Bethany A. Dolman and Dr. Trenton L. Hickman, English
Transnationalism is sociology’s relatively new model of national identity that explains and validates a phenomenon that most immigrants from the Dominican Republic to the United States experience: a simultaneous sense of connection to multiple countries, cultures and national identities. I examined Dominican American transnationalism from an interdisciplinary perspective, fusing sociological and literary theory by using Julia Alvarez’s novel How the García Girls Lost Their Accents as a case study for the transnational Dominican American experience. I set out to analyze a very abstract and dynamic concept, somewhat unsure during the project’s early stages of how I was going to delimit such a broad theoretical notion but finishing more than a year later with a detailed 79 page Honors Thesis.
I expanded the definition of transnationalism beyond the idea of an immigrant merely maintaining simultaneous ties to more than one national identity. As a young immigrant myself I recognized that while there were moments I felt connected to both countries, there were also others I didn’t feel a part of either. I tried to capture its dynamic nature by defining transnationalism as figurative movement between the multiple identities. By rejecting the concept of a static hybridity and re-defining transnational identity as a constant symbolic journey between the various facets of two or more national identities I articulate what is behind many immigrants’ sense of simultaneous connection to and isolation from two homelands.
During the course of my research and writing I found that my textual analysis of this definition lacked substance. I spent several months wondering which direction to take the project and reread Alvarez’s novel several times searching for stronger support for my argument. I realized that the novel’s anecdotes and imagery constantly returned to two major themes: voice and movement, what later became the two principle elements of my expanded definition.
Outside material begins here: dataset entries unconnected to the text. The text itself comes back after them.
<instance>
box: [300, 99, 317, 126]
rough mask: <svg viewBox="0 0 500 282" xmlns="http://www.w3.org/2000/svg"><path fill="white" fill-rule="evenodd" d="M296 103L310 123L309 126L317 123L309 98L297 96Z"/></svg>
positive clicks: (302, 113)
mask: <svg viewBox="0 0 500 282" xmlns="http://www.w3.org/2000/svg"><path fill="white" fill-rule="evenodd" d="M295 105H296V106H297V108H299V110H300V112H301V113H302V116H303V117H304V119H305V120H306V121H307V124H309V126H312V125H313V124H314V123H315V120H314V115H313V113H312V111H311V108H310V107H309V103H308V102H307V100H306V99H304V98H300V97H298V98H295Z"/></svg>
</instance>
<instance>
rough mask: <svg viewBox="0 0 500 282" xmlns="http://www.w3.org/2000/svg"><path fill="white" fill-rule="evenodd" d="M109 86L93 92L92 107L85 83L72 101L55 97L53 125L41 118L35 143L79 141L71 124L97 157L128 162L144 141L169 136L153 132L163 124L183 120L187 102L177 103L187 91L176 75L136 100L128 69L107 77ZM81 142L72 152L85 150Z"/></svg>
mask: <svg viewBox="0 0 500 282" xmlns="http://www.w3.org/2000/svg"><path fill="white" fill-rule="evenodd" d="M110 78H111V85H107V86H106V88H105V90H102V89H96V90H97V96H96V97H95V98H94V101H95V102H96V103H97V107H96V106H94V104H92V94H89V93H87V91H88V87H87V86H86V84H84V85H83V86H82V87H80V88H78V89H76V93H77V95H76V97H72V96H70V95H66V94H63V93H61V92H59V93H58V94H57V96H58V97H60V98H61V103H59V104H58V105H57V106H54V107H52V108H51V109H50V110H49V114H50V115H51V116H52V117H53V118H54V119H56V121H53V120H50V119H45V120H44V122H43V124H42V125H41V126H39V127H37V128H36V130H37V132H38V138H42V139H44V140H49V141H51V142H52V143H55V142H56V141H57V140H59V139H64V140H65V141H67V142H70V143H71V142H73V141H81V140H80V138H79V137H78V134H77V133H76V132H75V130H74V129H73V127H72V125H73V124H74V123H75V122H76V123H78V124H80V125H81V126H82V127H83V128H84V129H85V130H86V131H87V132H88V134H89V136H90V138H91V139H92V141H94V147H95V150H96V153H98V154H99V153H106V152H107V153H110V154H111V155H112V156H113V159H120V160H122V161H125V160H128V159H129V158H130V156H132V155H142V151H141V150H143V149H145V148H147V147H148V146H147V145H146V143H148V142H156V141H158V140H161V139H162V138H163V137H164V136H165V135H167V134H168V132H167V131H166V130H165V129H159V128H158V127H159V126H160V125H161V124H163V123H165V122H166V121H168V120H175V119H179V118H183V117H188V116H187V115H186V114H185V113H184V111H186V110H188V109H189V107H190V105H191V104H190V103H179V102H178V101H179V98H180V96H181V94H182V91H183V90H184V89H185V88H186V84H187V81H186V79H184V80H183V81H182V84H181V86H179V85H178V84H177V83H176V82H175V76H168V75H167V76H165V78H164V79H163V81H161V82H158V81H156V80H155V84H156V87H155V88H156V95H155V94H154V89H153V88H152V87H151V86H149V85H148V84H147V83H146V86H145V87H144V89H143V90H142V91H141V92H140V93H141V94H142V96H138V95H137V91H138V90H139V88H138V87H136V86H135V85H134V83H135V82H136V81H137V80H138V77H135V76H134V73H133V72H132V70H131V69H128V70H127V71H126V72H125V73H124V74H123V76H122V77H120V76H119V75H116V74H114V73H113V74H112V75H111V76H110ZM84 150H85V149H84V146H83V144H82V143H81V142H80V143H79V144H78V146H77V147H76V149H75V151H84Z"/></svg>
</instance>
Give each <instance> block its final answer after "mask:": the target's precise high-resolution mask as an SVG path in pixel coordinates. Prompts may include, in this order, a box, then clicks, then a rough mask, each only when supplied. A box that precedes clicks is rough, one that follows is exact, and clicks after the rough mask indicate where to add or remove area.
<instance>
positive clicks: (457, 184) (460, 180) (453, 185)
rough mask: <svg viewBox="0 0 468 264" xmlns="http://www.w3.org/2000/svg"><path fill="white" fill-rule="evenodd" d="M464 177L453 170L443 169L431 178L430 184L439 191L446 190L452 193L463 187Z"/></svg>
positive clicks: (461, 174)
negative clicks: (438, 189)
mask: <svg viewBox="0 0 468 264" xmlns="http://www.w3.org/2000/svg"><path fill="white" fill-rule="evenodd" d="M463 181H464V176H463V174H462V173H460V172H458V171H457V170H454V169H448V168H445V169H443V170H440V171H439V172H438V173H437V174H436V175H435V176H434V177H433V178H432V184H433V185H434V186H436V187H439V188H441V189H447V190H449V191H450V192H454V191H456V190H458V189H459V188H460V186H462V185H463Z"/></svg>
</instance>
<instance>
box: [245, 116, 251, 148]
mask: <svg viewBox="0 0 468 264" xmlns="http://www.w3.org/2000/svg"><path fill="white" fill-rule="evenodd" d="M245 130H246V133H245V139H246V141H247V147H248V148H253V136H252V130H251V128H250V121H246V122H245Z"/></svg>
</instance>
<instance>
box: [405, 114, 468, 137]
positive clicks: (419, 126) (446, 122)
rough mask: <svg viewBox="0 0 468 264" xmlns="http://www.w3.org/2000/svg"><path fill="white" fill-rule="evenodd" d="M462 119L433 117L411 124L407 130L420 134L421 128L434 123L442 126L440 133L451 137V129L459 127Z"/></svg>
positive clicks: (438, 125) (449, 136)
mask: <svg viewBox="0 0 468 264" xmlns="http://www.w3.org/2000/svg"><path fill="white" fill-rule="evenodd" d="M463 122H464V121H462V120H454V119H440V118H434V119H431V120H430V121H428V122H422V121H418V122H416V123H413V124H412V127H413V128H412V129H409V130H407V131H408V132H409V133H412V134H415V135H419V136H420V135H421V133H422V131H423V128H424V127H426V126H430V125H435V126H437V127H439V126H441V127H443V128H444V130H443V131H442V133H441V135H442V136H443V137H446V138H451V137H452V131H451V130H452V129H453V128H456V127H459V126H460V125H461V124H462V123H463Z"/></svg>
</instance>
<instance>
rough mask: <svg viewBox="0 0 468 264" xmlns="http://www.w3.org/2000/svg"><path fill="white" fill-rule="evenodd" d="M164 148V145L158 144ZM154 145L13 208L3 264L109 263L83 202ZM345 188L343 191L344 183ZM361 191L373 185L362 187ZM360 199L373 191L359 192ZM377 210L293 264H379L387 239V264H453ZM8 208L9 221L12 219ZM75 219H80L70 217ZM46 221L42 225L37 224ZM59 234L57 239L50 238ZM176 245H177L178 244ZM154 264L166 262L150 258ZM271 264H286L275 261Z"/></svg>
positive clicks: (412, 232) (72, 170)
I discovered that language provides a way for the novel’s immigrants to analyze their oscillation between cultures, articulate their perpetual movement and shed pre-formulated conceptions of national identity to freely define themselves and their new symbolic “home.” Transnationalism is an immigrant’s constant movement between multiple national identities, and the voice used to articulate that movement creates a text that becomes the new portable homeland implied by transnational theory. Upon return from a semester abroad in the Dominican Republic and a trip to New York City, I began re-writing the thesis with fresh ideas for the textual analysis portion of the project—the chapters that serve as foundational support for my re-definition of transnational identity.
Just as my project was originally inspired by personal experience, it also affects me in a very personal way. I am currently in my first year of teaching the Spanish component of a dual language third grade class in South Texas, just minutes from the U.S. – Mexican border, where I work daily with children who live between two languages, countries, and cultures. As my conclusions imply, all children—especially immigrants growing up in a very transnational part of the United States—need to discover and articulate their voices. This empowers them with the mobility necessary to explore and define their complex reality and find a space, be it physical or symbolic, they can call home. This understanding has helped me formulate a teaching philosophy that will guide a career dedicated to serving bilingual transnational youth.